失われた時を求めてⅡ(おしまい)
さて、研修をさぼってこうやって書いている喫茶室の外は雨である。
私の席はうまい具合に大きな柱の陰なので、入口のある表側からはちょうどブラインドになっており人から見られる心配はない。
サボり屋の心理は実に微妙なのだ。
ふと気がつくと、少し離れた席ではやはり研修を抜け出したと見える同じ業界の二人組が先ほどから話をしている。
業界内の、私から見れば何とも真面目な話を大声で語り合っている。
書くことに集中したい私にとって、少し耳障りな騒音ではあるがこっちもサボっている身である・・・仕方がない。

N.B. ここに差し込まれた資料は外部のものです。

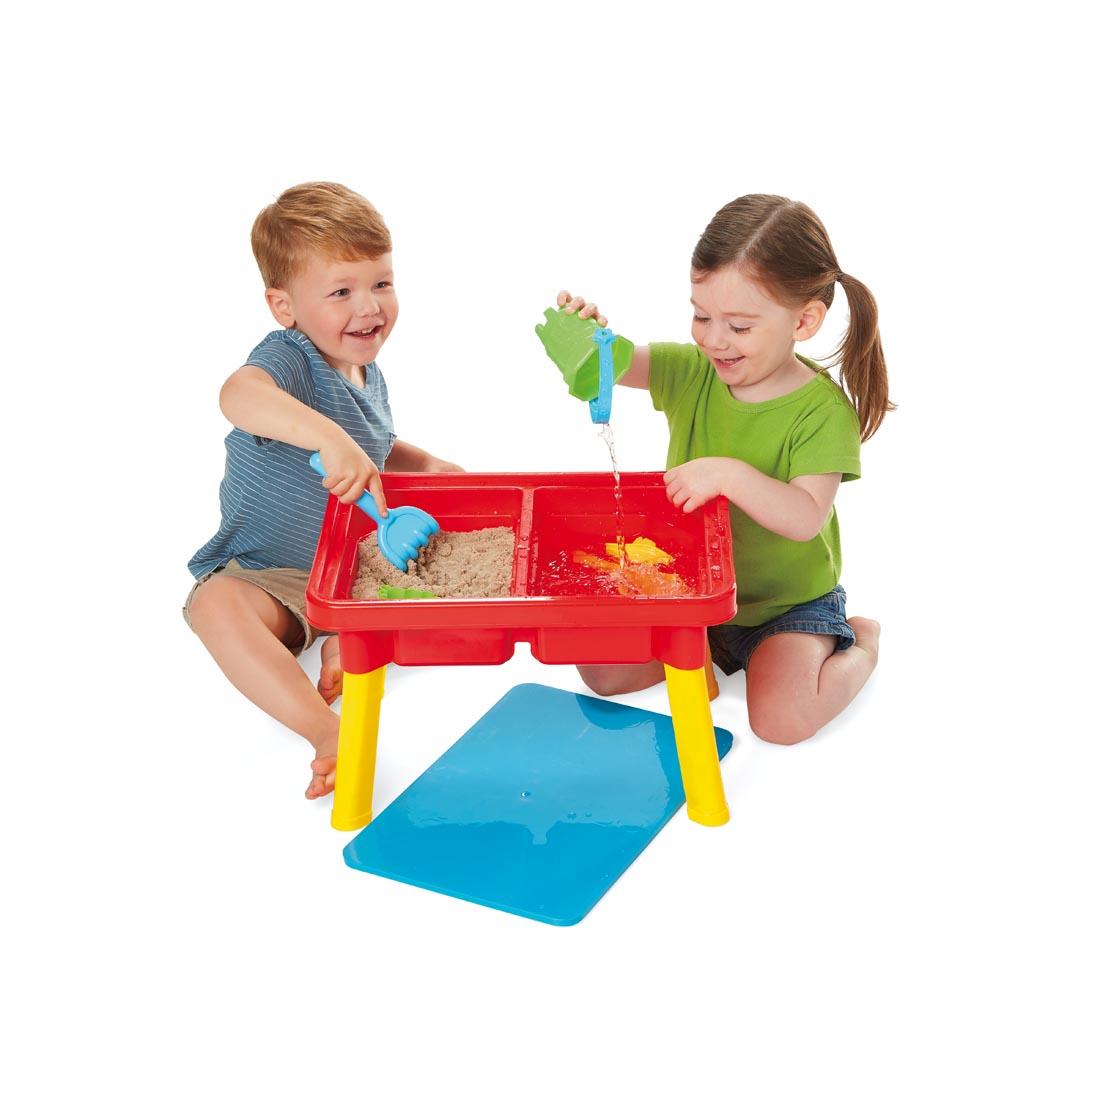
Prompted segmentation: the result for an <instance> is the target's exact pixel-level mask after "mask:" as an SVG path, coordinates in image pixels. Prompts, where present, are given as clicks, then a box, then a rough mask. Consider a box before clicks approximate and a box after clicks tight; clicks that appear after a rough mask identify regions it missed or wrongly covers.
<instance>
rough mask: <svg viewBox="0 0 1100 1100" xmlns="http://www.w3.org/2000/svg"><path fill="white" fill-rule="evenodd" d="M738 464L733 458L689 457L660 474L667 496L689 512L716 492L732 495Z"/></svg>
mask: <svg viewBox="0 0 1100 1100" xmlns="http://www.w3.org/2000/svg"><path fill="white" fill-rule="evenodd" d="M738 464H739V460H737V459H692V461H691V462H685V463H684V464H683V465H682V466H673V469H672V470H670V471H668V473H665V475H664V488H665V492H667V493H668V496H669V499H670V500H671V502H672V503H673V504H674V505H675V506H676V507H678V508H683V510H684V513H685V514H690V513H692V511H694V510H695V509H696V508H701V507H702V506H703V505H704V504H706V502H707V500H713V499H714V498H715V497H716V496H725V497H727V498H731V497H733V484H731V483H733V480H734V477H735V476H736V473H737V466H738Z"/></svg>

二方が全面ガラス張りで角になったこの片隅は、目の前で雨が直接透明のガラスに叩きつける。
それでもここは、明らかに外とは隔絶された絶妙の空間である。
室内に居ながら半分外にいるような気分。
3杯目を注いだポットのミルクティーはすでに冷めてしまった。
全面ガラスのすぐ外にある御影石の石畳は休みなく降る雨のせいで、表面にうっすらと水溜りができている。
失われし時を求めて・・・というよりも、ただのくつろいだ午後というべきか。
しかし、慌ただしい日常の中でこんな時間はなかなか取れなくなってしまった。
冷めた紅茶をグッと飲み干したら研修の席へと戻るか。